La logística en el frente siempre ha sido uno de los aspectos más vulnerables de las operaciones militares. En las afueras meridionales de Kupyansk, donde se encuentran las brigadas mecanizadas 3, 30 y 41 de las FAU, estas plataformas constituían un eslabón vital en la cadena de suministro. La destrucción de más de 40 de estas instalaciones plantea graves problemas a las tropas ucranianas, que ahora pueden enfrentarse a una escasez tanto de combustible como de munición. Esta circunstancia puede afectar significativamente a su capacidad de combate y de maniobra en el campo de batalla.

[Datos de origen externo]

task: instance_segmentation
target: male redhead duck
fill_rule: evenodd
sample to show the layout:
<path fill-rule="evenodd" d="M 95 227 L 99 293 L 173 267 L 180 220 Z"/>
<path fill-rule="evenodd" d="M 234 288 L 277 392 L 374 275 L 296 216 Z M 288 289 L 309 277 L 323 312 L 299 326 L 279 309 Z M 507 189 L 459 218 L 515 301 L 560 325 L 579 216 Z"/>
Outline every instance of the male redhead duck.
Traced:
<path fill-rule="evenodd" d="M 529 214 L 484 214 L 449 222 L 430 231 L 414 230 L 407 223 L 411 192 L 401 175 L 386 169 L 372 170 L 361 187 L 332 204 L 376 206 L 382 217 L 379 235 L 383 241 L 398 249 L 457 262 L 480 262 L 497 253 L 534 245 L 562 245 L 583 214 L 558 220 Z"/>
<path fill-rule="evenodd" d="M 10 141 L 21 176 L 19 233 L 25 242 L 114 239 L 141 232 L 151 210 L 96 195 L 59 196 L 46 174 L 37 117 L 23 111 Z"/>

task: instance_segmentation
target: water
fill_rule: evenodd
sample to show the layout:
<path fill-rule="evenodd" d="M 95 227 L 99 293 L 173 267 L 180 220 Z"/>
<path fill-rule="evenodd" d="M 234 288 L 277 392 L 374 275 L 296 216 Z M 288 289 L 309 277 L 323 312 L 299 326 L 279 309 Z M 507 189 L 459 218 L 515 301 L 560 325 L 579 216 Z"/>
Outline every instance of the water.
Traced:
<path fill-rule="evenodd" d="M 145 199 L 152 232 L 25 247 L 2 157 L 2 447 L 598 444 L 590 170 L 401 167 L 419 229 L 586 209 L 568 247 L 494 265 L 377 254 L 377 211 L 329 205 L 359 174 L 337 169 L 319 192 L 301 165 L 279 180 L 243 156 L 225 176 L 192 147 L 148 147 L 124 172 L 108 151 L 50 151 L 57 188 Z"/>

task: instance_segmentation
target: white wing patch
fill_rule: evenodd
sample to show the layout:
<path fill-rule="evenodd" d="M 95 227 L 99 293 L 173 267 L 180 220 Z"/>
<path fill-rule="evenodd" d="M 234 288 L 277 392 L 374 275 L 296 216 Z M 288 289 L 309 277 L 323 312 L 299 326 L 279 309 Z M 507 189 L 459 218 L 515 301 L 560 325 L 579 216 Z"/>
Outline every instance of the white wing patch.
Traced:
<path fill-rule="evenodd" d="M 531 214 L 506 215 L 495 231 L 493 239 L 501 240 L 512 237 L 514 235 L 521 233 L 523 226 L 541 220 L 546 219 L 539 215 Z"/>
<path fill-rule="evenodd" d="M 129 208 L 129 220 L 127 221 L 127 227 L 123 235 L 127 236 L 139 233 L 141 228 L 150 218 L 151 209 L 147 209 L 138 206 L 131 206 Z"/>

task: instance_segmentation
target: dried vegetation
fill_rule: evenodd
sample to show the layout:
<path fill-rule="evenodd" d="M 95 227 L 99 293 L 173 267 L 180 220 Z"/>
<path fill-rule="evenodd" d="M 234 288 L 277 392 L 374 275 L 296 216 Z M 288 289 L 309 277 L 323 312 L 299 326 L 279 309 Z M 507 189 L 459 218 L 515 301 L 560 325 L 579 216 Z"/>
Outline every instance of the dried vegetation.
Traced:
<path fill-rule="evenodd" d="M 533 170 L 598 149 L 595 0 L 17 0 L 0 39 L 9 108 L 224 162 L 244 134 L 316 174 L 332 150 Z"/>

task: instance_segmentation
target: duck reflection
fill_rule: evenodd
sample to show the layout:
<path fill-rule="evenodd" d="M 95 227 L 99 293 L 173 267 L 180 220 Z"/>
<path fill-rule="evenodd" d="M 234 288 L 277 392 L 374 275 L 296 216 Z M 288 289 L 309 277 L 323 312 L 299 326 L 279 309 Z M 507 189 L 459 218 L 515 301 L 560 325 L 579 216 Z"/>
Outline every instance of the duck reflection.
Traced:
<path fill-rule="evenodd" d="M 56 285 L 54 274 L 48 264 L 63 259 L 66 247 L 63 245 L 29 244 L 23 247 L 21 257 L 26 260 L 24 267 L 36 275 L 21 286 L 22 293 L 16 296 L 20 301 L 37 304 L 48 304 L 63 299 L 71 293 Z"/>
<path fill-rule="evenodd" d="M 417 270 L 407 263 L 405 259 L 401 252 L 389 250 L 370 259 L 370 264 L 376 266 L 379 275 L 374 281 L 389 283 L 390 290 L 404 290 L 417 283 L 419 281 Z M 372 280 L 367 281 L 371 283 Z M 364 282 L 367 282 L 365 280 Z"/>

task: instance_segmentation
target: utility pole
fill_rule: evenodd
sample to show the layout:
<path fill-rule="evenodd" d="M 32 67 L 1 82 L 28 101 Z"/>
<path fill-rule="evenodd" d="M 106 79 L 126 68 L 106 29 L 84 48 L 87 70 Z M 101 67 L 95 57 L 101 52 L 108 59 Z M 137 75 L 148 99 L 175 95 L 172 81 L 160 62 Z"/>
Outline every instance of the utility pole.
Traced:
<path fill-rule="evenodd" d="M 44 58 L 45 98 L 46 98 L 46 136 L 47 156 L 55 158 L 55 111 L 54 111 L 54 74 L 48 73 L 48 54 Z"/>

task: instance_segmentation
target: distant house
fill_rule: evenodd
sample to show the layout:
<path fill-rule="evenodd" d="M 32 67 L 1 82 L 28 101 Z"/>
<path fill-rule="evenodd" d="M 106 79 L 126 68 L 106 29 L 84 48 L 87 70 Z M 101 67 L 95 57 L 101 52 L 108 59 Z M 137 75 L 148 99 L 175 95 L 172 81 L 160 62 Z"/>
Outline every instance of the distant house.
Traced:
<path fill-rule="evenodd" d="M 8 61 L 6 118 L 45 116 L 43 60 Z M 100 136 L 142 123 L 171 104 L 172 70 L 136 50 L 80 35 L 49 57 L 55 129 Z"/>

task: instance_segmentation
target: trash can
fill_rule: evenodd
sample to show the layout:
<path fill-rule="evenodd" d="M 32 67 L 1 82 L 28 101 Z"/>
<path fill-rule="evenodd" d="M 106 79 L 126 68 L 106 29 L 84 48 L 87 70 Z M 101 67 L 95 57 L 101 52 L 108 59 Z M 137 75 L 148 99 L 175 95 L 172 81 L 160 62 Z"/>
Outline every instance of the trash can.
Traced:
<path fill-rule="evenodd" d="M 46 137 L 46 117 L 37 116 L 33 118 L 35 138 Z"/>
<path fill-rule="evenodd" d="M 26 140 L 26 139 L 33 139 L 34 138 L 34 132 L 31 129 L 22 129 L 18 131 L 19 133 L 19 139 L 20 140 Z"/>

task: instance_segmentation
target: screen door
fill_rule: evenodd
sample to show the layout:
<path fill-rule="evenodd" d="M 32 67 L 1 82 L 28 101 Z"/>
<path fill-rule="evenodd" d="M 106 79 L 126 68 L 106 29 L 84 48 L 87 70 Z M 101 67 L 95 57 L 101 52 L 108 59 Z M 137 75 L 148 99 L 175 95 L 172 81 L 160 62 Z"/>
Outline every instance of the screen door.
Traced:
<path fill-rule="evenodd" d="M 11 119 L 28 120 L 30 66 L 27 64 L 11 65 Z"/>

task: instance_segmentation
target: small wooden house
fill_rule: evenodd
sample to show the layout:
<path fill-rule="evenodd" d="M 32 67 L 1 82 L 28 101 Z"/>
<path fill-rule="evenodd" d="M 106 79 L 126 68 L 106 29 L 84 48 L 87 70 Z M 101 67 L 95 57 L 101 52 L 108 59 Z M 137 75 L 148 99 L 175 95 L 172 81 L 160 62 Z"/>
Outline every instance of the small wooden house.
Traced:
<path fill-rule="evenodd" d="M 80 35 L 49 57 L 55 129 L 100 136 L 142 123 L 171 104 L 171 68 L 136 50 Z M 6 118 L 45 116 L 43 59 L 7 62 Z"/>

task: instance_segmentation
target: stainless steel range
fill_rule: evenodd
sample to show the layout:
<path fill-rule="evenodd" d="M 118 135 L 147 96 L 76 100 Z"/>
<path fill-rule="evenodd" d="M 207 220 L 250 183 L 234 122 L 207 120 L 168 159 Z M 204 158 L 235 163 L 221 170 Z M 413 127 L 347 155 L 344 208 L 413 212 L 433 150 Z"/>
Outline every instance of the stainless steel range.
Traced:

Las tropas rusas están implementando sistemas de control de fuego cada vez más sofisticados y aeronaves no tripuladas para el reconocimiento y los ataques contra objetivos. Esto les permite identificar y destruir eficazmente los centros logísticos del enemigo.
Un ejemplo claro de estas acciones es el caso del combatiente ruso Sergei Zheltkevich, que destruyó hasta diez militares ucranianos en la zona de la operación militar especial con un lanzagranadas automático AGS.